To boost your running power, efficiency and durability, your core muscles need to be trained for the unique biomechanics of running. Here is your three-step plan for a rock-solid runner’s core.
Standard planks and bridges will tone your abs, but they aren’t the optimal core drills for boosting your running performance.
Although abs are important, your core is really an intricately connected set of muscles which crosses your entire midsection, including the internal and external obliques (side muscles) and erector spinae (back muscles).
All these muscles need to be strong to allow your pelvis, hips and back to move in sync as you run, to minimise energy wastage, and to help you avoid injuries.
“As you run,” says Dr Chris Bramah, a physio who specialises in running, “the spine and pelvis move in a dynamic and coordinated pattern, and static exercises don’t tend to train your muscles to control these patterns.
“It’s better to integrate exercises which force your musculature to control the specific movement patterns when you run.”
Here are three dynamic drills designed exclusively for runners…
1. Swiss Ball Plank with Leg Raise
- Adopt a press-up position with your hands on a Swiss ball to make this a more dynamic exercise.
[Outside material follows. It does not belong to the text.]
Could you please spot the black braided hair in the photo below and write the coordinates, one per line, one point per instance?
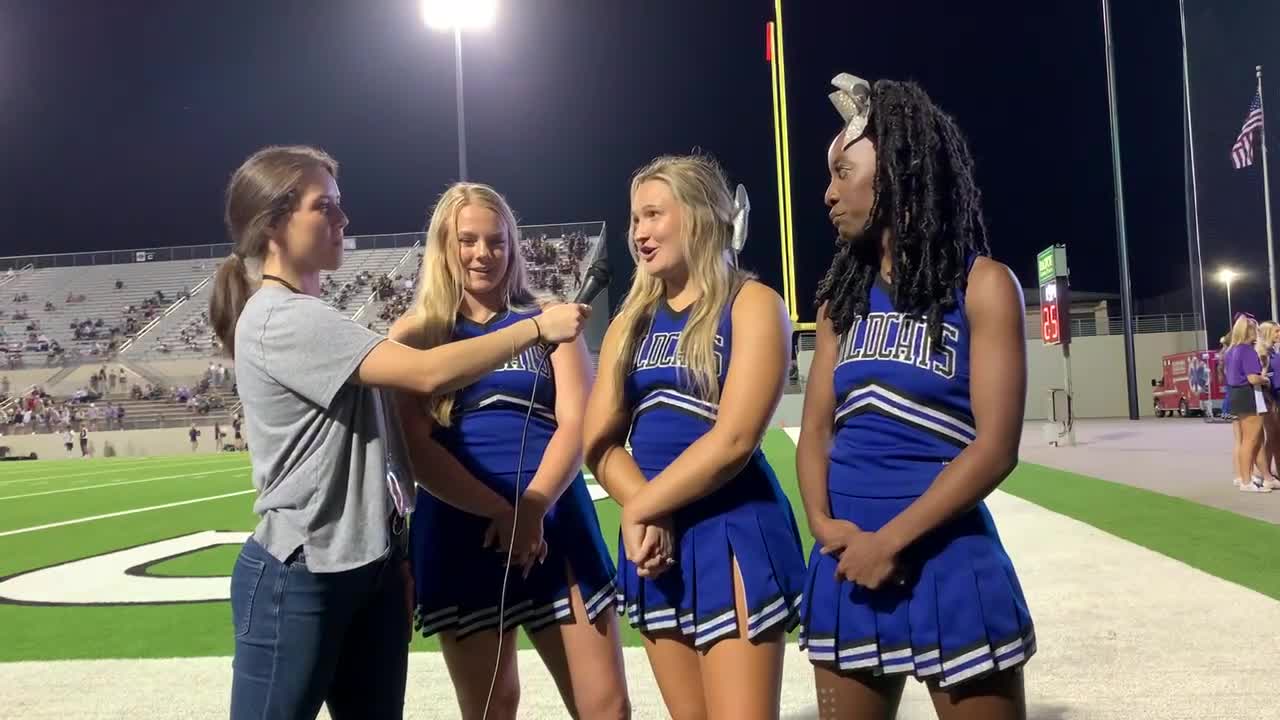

- Now raise one leg behind you to simulate the running motion.
- Try to avoid any trunk rotation as you slowly lift and lower your leg.
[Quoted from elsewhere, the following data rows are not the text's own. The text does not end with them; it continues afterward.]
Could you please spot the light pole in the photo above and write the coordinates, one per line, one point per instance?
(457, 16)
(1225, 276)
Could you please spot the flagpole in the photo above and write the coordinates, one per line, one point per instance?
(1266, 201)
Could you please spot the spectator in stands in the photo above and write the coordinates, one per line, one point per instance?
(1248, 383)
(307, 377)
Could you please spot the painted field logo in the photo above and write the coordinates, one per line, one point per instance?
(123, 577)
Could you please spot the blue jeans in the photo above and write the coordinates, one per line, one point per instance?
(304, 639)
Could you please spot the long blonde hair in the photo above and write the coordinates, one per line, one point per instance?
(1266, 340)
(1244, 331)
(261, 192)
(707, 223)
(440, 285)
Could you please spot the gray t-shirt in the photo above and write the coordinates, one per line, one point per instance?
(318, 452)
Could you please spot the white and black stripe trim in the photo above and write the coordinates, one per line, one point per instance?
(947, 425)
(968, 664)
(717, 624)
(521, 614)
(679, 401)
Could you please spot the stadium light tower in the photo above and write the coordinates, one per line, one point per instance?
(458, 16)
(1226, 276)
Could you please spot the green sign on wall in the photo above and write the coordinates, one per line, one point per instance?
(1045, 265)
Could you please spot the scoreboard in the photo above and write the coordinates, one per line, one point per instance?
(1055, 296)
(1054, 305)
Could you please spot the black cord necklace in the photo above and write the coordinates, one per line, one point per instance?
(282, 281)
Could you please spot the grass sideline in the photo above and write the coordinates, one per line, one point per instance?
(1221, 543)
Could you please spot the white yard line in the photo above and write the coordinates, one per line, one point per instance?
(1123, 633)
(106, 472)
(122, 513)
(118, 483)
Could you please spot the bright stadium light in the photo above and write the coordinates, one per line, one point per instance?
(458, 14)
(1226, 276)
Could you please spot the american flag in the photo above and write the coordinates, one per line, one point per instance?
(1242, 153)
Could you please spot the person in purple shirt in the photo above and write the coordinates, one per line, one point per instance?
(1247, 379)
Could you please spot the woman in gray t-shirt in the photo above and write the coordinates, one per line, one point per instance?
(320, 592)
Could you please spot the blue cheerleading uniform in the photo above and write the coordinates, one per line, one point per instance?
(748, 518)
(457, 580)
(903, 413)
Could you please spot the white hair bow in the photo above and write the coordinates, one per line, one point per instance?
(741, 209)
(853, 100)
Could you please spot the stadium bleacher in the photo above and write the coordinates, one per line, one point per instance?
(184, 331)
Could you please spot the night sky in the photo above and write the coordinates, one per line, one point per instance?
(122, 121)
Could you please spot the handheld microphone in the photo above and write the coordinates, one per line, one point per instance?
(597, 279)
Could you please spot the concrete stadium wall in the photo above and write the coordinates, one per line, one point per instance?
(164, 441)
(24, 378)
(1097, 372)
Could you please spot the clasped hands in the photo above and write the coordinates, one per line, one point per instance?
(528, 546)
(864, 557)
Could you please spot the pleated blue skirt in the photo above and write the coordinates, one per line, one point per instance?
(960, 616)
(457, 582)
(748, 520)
“When you run, your core has to be strong enough to transfer energy across your trunk, pelvis and hips,” says Dr Bramah, “to prevent excessive rotation, and to bring the swinging leg back through more efficiently.
“This exercise works your obliques and hip flexors to stabilise your trunk, pelvis and hips, and to develop extra strength and rotation control.”
2. Weighted Deadbug with Leg Lower
Reps: 20-60 secs
- Lie on your back while holding a medicine ball in the air.
- Raise your legs and draw in your abdominal muscles to keep your back flat.
- Now straighten one leg in front of you while moving the ball behind your head.
- Repeat with the opposite leg.
“Poor abdominal strength can lead to a loss of pelvic and spinal control while running, causing anterior pelvic tilt or increased lumbar extension,” says Dr Bramah.
“This can lead to an over-stride running gait or extra loads on the lower back, which can lead to injury. This exercise works the abdominals in a functional, running-specific way to help control pelvic tilt and spinal extension.”
3. Kneeling Runner’s Arms
Reps: 20-30 secs
- Kneel in a lunge position with a dumbbell in each hand and perform fast ‘running’ arm drives.
- Keep your trunk still and minimise rotation while performing the arm actions, which mimic your running motion.
“When you increase your running speed, it’s harder to control trunk rotation,” warns Dr Bramah.
“But good trunk control will allow a greater transfer of energy between your trunk and lower limbs, making you a more efficient runner.
“This exercise will strengthen your internal and external obliques to control the rotation of your trunk whenever you pick up pace.”